Author: Corbin Devlin 

 It is common, almost universal, to find a clause in a construction subcontract that incorporates the prime contract by reference. However, the effects of such a clause can vary greatly. Too often, these provisions are considered boilerplate and they not given the consideration they deserve, by general contractors and subcontractors alike.

Alternate Approaches
These “incorporation by reference” clauses usually leave unanswered questions, particularly whether they are effective to incorporate the general conditions of the prime contract (e.g. payment terms, liquidated damages, dispute resolution, warranty…?) and if so, just exactly how the general conditions of the prime contract apply to the subcontractor.

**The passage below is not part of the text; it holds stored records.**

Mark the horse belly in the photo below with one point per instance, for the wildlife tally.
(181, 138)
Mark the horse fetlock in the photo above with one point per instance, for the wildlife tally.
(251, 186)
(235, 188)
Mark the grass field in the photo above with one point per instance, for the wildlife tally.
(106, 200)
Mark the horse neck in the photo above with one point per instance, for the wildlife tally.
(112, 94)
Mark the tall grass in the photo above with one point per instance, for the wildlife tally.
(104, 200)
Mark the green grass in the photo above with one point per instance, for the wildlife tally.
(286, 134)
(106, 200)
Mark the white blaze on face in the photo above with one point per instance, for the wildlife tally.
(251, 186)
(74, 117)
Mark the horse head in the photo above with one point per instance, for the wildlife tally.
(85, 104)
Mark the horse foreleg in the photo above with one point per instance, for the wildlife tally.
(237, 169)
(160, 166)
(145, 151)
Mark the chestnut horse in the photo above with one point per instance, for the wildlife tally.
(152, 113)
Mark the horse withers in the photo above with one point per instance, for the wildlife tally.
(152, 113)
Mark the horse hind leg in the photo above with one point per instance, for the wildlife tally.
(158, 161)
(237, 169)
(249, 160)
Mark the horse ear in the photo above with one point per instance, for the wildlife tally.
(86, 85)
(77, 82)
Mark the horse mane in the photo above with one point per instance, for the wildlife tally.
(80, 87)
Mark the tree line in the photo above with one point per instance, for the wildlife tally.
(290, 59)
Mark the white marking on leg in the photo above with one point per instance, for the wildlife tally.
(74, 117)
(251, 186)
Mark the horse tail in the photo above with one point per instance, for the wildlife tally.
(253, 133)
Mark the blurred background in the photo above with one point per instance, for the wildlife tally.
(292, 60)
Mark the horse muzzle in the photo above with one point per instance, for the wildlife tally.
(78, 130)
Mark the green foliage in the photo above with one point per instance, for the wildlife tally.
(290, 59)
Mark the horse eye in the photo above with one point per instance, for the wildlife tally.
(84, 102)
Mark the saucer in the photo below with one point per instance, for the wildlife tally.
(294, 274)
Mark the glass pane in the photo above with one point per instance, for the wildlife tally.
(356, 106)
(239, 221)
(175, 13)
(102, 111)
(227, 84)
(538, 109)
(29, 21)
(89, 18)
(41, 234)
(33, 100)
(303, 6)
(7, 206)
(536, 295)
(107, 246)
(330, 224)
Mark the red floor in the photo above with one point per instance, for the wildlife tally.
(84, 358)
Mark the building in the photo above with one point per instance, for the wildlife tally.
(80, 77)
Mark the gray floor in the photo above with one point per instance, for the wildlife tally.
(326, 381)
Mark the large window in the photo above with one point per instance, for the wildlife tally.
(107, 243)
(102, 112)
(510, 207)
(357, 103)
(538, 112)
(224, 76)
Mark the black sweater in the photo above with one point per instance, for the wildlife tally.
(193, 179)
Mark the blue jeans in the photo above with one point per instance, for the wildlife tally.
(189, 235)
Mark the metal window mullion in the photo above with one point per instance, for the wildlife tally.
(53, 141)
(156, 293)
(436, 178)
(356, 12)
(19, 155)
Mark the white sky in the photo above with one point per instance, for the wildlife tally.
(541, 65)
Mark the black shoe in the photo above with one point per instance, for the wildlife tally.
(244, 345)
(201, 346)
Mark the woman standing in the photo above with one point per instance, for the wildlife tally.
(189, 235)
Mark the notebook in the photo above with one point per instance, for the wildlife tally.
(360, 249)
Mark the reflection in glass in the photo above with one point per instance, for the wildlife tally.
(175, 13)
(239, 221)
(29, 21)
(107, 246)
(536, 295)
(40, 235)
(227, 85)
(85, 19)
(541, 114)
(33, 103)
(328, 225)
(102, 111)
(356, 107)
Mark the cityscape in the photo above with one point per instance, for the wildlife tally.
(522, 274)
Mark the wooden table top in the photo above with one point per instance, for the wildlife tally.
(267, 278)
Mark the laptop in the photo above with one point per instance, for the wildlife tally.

The most comprehensive clause is one that not only incorporates the prime contract but also expressly binds the subcontractor to all prime contract terms; e.g. “any reference to Owner in the prime contract is interpreted as a reference to the Contractor, and any reference to Contractor is interpreted as a reference to the Subcontractor.” Such language is favored by some general contractors – it is no doubt very protective of the general contractor. CCA1 uses similar language. While such a clause might seem quite explicit, the cases show that such a clause actually leaves much room for dispute when it comes to the legal effect of the prime contract general conditions on the subcontractor. The general contractor’s relationship with the subcontractor is not a mirror image of the owner’s relationship with the general contractor, and so this type of clause leaves room for ambiguity. Ambiguity eventually leads to dispute, which does not benefit the general or the sub.

Another common approach is a relatively simple clause that states, in essence, “the prime contract is incorporated by reference.” This approach is less comprehensive from the owner's perspective. There is a body of case law that indicates such a clause really just incorporates those aspects of the prime contract that have clear application to the subcontractor; i.e. the drawings, specifications and schedule – but typically not the general conditions. Such a clause is therefore less ambiguous than our first example, although it is still open to dispute.

Another approach is to reference (or attach) specific provisions of the prime contract into the subcontract. This selective approach leaves much less room for ambiguity. It requires more work at the drafting stage, and is therefore much less common.

The best practice (in strict legal terms) may be to avoid incorporation by reference completely, by writing a subcontract that reinforces and coordinates with the relevant terms of the prime contract. But such a fulsome approach is usually quite impractical.

The Subcontractor Who Never Sees the Prime Contract
It is all too common that the subcontractor does not actually obtain or review the prime contract terms and conditions that are supposedly incorporated by reference. In such cases, the proper interpretation of the subcontract may depend on whether the subcontractor is in fact given access to the prime contract, or the relevant parts of it.

Sometimes a subcontractor is not given access to the prime contract. There is case authority suggesting that it will invalidate the “incorporation by reference” clause if the general contract denies the subcontractor access to the prime contract. Similarly, if a subcontractor is only given access to parts of the prime contract, the subcontractor has a good legal argument that the “incorporation by reference” is limited to those parts. 

Of course, it is a different scenario if the prime contract terms and conditions are made available to the subcontractor, but  fails to avail itself of the opportunity. Every time a subcontractor agrees to a clause that incorporates the prime contract by reference, without reviewing the prime contract terms and conditions, that subcontractor incurs a considerable legal risk.